How to Convert PDF to Text in C# .NET Framework
Non-rasterized PDFs often contain text objects we can extract from the document without OCR and use for other purposes. Unfortunately, writing code to pull this off in C# .NET can be a bit of a hassle.
Thankfully, using the code examples provided below, we can take advantage of a free API to handle this text extraction for us. In our request, we can even specify how we want whitespace to be handled in our conversion; we can elect to ‘preserveWhitespace’ (keeps whitespace and relative positioning of text) or ‘minimizeWhitespace’ (returns a block of text with no additional spaces inserted).
We can set up our API call in two quick steps.
First, let’s install the SDK. We can install via NuGet by running the following command in our Package Manager console:
Install-Package Cloudmersive.APIClient.NET.DocumentAndDataConvert -Version 3.4.2
Next, let’s call the function using the ready-to-run examples below. We’ll need to authorize our API calls with a free-tier API key, which will allow us to make up to 800 API calls per month (with no additional commitments):
using System;
using System.Diagnostics;
using Cloudmersive.APIClient.NET.DocumentAndDataConvert.Api;
using Cloudmersive.APIClient.NET.DocumentAndDataConvert.Client;
using Cloudmersive.APIClient.NET.DocumentAndDataConvert.Model;
namespace Example
{
public class ConvertDocumentPdfToTxtExample
{
public void main()
{
// Configure API key authorization: Apikey
Configuration.Default.AddApiKey("Apikey", "YOUR_API_KEY");
var apiInstance = new ConvertDocumentApi();
var inputFile = new System.IO.FileStream("C:\\temp\\inputfile", System.IO.FileMode.Open); // System.IO.Stream | Input file to perform the operation on.

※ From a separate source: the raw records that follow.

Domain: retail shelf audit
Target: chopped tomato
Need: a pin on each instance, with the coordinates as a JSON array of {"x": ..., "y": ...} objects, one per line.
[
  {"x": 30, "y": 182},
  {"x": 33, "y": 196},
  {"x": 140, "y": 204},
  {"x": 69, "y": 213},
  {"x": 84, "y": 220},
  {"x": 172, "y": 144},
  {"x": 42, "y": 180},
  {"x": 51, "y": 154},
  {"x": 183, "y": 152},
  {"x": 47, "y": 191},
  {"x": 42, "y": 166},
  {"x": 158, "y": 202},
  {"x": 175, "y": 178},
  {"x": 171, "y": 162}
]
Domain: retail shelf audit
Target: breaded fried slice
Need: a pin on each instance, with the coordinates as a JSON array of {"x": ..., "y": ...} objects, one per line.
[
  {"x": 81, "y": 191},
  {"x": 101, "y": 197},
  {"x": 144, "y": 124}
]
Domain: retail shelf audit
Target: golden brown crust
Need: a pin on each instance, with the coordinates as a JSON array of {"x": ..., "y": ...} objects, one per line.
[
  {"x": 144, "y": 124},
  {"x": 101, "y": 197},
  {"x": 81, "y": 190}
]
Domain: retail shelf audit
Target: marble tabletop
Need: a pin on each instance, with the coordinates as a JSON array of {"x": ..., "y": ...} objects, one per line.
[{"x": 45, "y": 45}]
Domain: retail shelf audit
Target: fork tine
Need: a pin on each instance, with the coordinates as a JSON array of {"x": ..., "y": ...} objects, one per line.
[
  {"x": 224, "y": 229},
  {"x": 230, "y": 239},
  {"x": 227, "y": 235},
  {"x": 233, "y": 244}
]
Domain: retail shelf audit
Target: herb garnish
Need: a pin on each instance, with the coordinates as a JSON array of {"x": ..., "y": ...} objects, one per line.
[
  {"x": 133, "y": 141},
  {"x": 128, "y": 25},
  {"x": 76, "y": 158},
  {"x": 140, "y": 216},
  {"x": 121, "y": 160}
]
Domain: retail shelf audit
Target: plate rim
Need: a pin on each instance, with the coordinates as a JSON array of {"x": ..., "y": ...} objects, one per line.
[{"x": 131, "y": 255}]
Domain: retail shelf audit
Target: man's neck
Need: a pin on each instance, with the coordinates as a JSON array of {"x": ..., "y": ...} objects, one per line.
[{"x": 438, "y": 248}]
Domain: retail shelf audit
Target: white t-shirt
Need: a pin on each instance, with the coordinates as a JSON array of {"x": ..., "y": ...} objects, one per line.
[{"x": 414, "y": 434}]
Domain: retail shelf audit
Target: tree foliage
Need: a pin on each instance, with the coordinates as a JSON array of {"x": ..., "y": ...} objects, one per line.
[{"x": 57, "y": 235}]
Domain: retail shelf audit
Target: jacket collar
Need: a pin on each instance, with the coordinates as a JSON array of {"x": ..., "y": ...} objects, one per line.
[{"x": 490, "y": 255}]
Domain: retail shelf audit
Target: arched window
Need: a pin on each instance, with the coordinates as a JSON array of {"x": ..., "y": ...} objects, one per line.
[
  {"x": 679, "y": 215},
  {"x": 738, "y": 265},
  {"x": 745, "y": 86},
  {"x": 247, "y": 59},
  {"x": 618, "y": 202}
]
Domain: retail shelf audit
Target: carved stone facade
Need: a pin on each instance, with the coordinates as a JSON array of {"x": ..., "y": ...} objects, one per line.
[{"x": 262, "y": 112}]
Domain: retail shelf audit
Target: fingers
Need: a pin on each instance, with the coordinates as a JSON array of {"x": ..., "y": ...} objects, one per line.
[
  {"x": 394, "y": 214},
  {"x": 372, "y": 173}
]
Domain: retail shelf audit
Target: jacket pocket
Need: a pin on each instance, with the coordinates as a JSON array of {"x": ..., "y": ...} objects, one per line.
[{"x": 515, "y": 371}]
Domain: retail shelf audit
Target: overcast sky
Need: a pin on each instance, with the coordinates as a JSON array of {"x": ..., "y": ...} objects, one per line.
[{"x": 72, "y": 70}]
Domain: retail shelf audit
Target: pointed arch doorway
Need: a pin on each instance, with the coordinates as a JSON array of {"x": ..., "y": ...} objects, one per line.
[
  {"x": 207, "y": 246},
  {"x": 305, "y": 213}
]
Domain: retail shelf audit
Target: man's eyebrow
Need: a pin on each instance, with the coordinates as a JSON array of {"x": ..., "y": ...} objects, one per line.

var textFormattingMode = textFormattingMode_example; // string | Optional; specify how whitespace should be handled when converting PDF to text. Possible values are 'preserveWhitespace' which will attempt to preserve whitespace in the document and relative positioning of text within the document, and 'minimizeWhitespace' which will not insert additional spaces into the document in most cases. Default is 'preserveWhitespace'. (optional)
try
{
// Convert PDF Document to Text (txt)
TextConversionResult result = apiInstance.ConvertDocumentPdfToTxt(inputFile, textFormattingMode);
Debug.WriteLine(result);
}
catch (Exception e)
{
Debug.Print("Exception when calling ConvertDocumentApi.ConvertDocumentPdfToTxt: " + e.Message );
}
}
}
}
Just like that, we’re all done — now we can quickly & easily pull plain text from certain PDF documents without using OCR in the process.